Unspeakable Things(36)
“Does yours have a creepy dirt basement, too?”
I nodded vigorously. “It’s dirt, all right. Mom keeps most of her canning down there, and Dad stores stuff in it, I think. My dad doesn’t let us go down there.”
Frank shuddered. “Dirt basements are haunted. Always.”
CHAPTER 20
Here’s the thing. If you’d told me when I woke up that I’d have a best friend by the end of the day, and that he’d be a boy? I’d call you crazy cakes. But Frank and me found ourselves practically finishing each other’s sentences after that first hour together. We had mountains in common, once we got through the fact that he’d been mean to me at school because he didn’t know anyone and thought I was snotty. First, we both liked to watch The A-Team, and when I told him I had a copy of the latest Nellie Bly’s Trust It or Don’t, he made me promise to bring it over next time. I didn’t tell him that I only allowed myself to read one entry a night, because I knew it was weird. I told him all about Aunt Jin and how great she was, that she was an artist who said I could come live with her if I ever wanted to.
Frank had been duly impressed. When the girls started fussing, we uncovered the TV, plugged it in, and twisted the antennae until a grainy single channel came in. It featured a riveting (not really) show on the Alaus oculatus, commonly known as the eastern eyed click beetle. It made the same back-of-the-throat noise as Goblin had made when I literally ran into him at the liquor store, which I told Frank all about. Frank loved the world of bugs, it turned out.
The beetle show was interrupted by a commercial featuring a hardworking lady who couldn’t catch a break until she finished her workday, fed her family, and tucked in her kids. Then she got her big treat: alone time. Our view was whisked to a bottle of bubble bath poised on the edge of the tub. The bottle was blue, the label white. It read MY TIME.
A deep male voice rumbled the only words in the entire commercial: “Take charge. Make this your time.”

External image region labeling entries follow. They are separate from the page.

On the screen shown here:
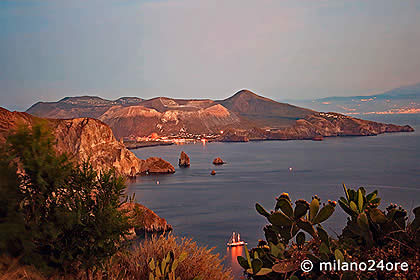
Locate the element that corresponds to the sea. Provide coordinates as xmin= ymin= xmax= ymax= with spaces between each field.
xmin=128 ymin=115 xmax=420 ymax=279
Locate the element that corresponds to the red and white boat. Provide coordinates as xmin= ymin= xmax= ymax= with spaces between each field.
xmin=227 ymin=232 xmax=247 ymax=247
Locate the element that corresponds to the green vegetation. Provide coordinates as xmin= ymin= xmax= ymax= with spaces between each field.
xmin=238 ymin=185 xmax=420 ymax=280
xmin=0 ymin=123 xmax=232 ymax=280
xmin=0 ymin=121 xmax=130 ymax=273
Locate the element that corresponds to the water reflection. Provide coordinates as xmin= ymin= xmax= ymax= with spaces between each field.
xmin=226 ymin=246 xmax=246 ymax=279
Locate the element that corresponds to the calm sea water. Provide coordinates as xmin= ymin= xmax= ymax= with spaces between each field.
xmin=128 ymin=115 xmax=420 ymax=277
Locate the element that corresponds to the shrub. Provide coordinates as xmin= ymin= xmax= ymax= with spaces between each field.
xmin=238 ymin=185 xmax=420 ymax=280
xmin=0 ymin=235 xmax=233 ymax=280
xmin=0 ymin=123 xmax=130 ymax=272
xmin=98 ymin=235 xmax=233 ymax=280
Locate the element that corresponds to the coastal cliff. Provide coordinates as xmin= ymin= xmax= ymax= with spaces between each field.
xmin=0 ymin=108 xmax=175 ymax=176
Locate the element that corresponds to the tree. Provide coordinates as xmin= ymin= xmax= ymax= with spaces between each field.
xmin=0 ymin=123 xmax=130 ymax=276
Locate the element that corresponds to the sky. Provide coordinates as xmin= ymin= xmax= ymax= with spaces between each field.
xmin=0 ymin=0 xmax=420 ymax=110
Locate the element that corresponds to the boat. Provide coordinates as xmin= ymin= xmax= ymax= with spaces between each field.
xmin=227 ymin=232 xmax=247 ymax=247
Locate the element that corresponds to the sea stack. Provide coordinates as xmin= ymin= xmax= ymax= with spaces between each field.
xmin=213 ymin=157 xmax=225 ymax=165
xmin=179 ymin=151 xmax=190 ymax=167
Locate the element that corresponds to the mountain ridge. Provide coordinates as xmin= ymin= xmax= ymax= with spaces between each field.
xmin=27 ymin=89 xmax=411 ymax=140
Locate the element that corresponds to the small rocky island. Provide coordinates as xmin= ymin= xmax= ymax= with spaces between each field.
xmin=178 ymin=151 xmax=190 ymax=167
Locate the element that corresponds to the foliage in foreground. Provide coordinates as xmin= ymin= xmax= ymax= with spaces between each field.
xmin=0 ymin=124 xmax=233 ymax=280
xmin=0 ymin=124 xmax=129 ymax=273
xmin=0 ymin=235 xmax=233 ymax=280
xmin=238 ymin=185 xmax=420 ymax=280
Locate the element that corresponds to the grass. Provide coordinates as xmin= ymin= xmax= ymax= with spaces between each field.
xmin=0 ymin=235 xmax=233 ymax=280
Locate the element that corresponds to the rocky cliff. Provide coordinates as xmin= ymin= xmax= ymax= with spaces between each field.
xmin=120 ymin=202 xmax=172 ymax=236
xmin=0 ymin=108 xmax=175 ymax=176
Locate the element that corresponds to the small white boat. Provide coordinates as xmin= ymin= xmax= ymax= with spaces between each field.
xmin=227 ymin=232 xmax=247 ymax=247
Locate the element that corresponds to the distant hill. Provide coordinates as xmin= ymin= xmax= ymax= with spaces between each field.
xmin=26 ymin=90 xmax=313 ymax=137
xmin=289 ymin=83 xmax=420 ymax=115
xmin=218 ymin=90 xmax=314 ymax=128
xmin=26 ymin=96 xmax=143 ymax=119
xmin=27 ymin=90 xmax=412 ymax=141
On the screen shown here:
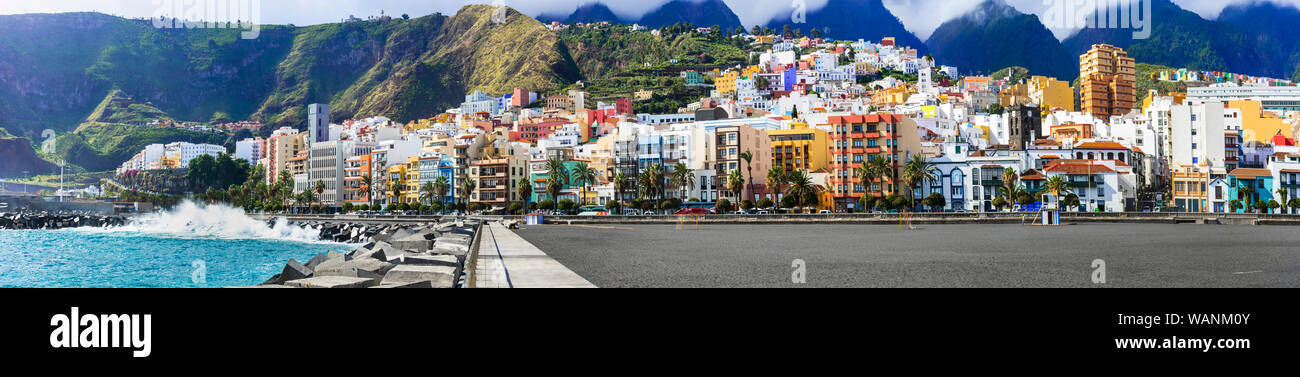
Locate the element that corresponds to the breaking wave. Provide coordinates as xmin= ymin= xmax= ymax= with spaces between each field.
xmin=82 ymin=200 xmax=321 ymax=243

Frank punched my arm. “Hear that? You should make this your time.”
I bopped his arm back. “Shut up, young pup.”
He giggled and hooked my neck, pulling me down into a wrestling move. I laughed, pushing him away and then thinking better of it and twisting his arm behind his back, just enough to hold him in place. Or so I thought. He squirmed out and yanked me onto the floor, where we began wrestling for real. We were about evenly matched, but my long hair messed me up. We kept at it for nearly ten minutes, laughing and hurling insults—Bag your face! Eat my shorts!—neither of us able to keep the upper hand for long.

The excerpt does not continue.